“I love Paris in the springtime . . .”
Actually, there is a lot about Paris not to love. The arrival of the baggage at Charles de Gaulle Airport took almost as long as the flight from Dublin, it caused one to wonder if a single man had not been detailed to carry the bags from the aircraft one by one. Access to the station was temporarily barred by a red and white tape while police officers investigated an unattended bag. We were sold tickets for Maisons-Laffitte without being told that the station was closed for the weekend. The journey into the city was passed between mile after mile of graffiti-covered walls. At Chatelet-Les Halles, where we might have caught a train, we were told instead to go to Saint Lazare station. At Saint Lazare, we could see no signs concerning the closure. A woman at the ticket bureau knew nothing of any line closures and told us to go up to the platforms and see if we could find a train. Finally, a young man standing at an information desk told us that we would have to catch the train to Sartrouville, the station before Maison-Laffitte and then catch a bus. The train was packed and at Sartrouville there was a crush to reach the buses. We arrived in Maisons-Laffitte at 2pm, having landed at Charles de Gaulle at 9.30 am – four and a half hours to cross Paris. Well, not even to cross Paris, rather to go from the north of Paris to the north-west of Paris. It was one of those mornings when it was hard not agree with a friend who will not go to any place that he cannot take his car.

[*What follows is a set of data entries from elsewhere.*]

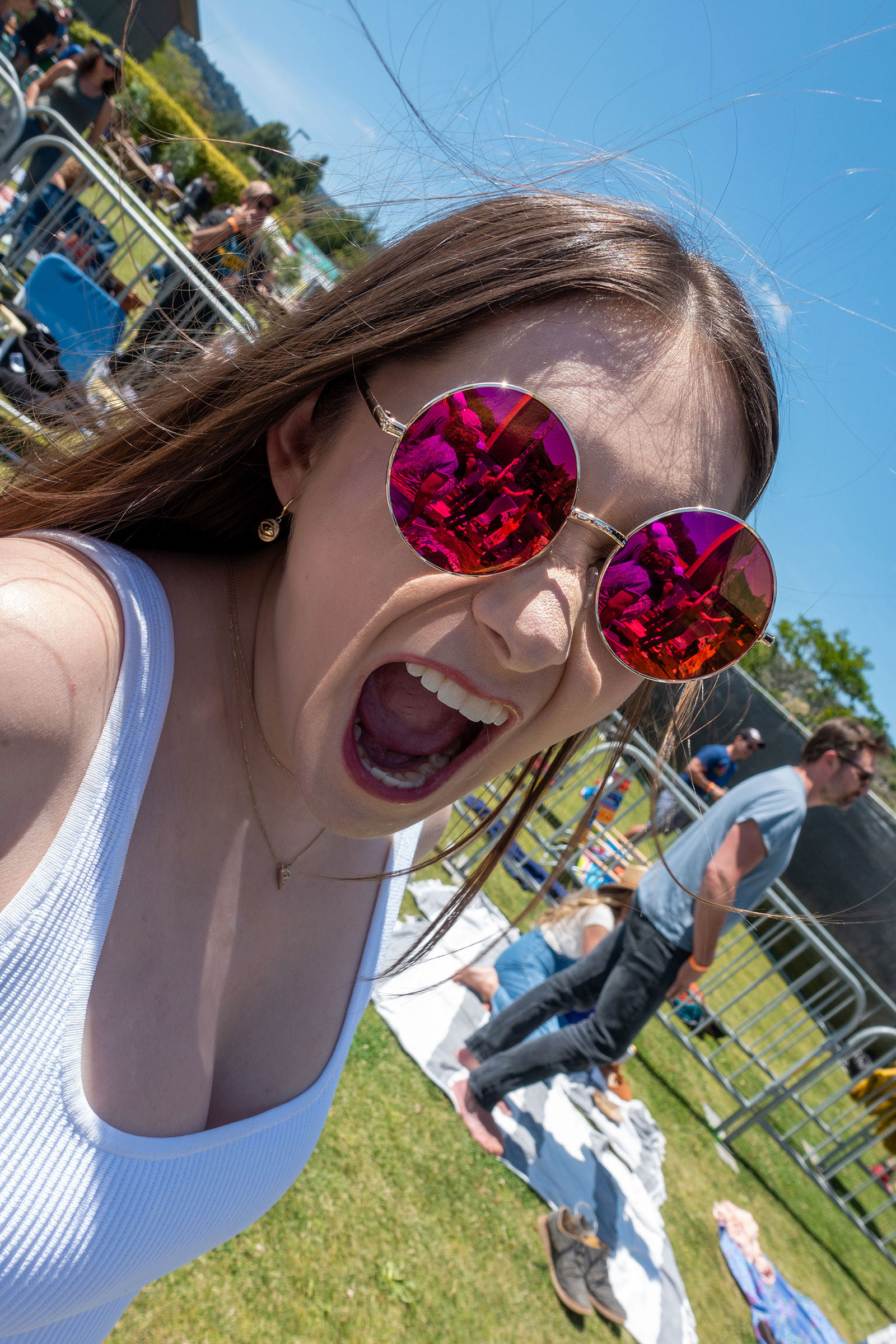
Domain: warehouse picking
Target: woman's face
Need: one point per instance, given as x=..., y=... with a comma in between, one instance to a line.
x=656, y=427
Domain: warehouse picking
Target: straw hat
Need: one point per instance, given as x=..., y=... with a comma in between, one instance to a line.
x=628, y=879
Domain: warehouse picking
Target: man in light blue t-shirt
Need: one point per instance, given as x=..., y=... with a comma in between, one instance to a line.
x=716, y=870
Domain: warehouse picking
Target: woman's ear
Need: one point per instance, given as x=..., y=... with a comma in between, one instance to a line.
x=289, y=447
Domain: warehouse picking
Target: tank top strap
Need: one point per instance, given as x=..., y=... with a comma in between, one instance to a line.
x=89, y=850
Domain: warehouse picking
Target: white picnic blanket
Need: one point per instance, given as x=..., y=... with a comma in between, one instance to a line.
x=555, y=1140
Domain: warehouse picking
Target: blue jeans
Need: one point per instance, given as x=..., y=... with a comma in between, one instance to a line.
x=624, y=979
x=524, y=964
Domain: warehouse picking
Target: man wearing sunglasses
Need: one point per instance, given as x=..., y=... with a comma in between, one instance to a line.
x=712, y=874
x=708, y=773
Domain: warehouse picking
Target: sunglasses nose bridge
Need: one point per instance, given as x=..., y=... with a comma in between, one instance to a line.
x=580, y=515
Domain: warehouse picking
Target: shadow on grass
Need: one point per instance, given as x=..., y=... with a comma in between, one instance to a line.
x=770, y=1188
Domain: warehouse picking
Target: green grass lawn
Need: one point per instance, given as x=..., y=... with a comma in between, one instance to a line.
x=402, y=1229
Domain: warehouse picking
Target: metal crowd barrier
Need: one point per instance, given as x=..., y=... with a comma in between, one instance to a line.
x=840, y=1127
x=782, y=995
x=170, y=299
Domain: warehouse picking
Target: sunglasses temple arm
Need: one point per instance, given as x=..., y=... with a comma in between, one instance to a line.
x=388, y=422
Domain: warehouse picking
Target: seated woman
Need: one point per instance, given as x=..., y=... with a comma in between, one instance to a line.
x=561, y=936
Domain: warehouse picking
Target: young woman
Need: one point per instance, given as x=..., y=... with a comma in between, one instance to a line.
x=81, y=91
x=222, y=730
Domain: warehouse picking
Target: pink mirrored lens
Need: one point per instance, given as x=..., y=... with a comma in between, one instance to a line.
x=687, y=596
x=483, y=480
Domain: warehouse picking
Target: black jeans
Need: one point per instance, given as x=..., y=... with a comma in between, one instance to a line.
x=625, y=980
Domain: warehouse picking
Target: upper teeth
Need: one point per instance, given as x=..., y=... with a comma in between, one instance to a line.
x=449, y=693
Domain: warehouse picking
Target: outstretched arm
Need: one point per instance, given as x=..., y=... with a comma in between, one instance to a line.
x=695, y=769
x=738, y=855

But the bags were left at our caravan and baguettes were bought in a boulangerie, and the bus was once more braved to return to Sartrouville and the train back to the city, and the rain had stopped and the clouds had broken, and refreshment was taken at a pavement cafe, and all seemed again right with the world. Meeting our son whose flight from Dublin to Orly had been delayed by six hours, we found a little brasserie in a back street for our tea. (Two of us had l’escargots as an appetiser, though snails would not be seen by most as giving one an appetite for anything).
Paris looked beautiful in the evening sun, even the crush on the train seemed more tolerable. Perhaps “love” for Paris is too strong a word, but there are many worse places to be.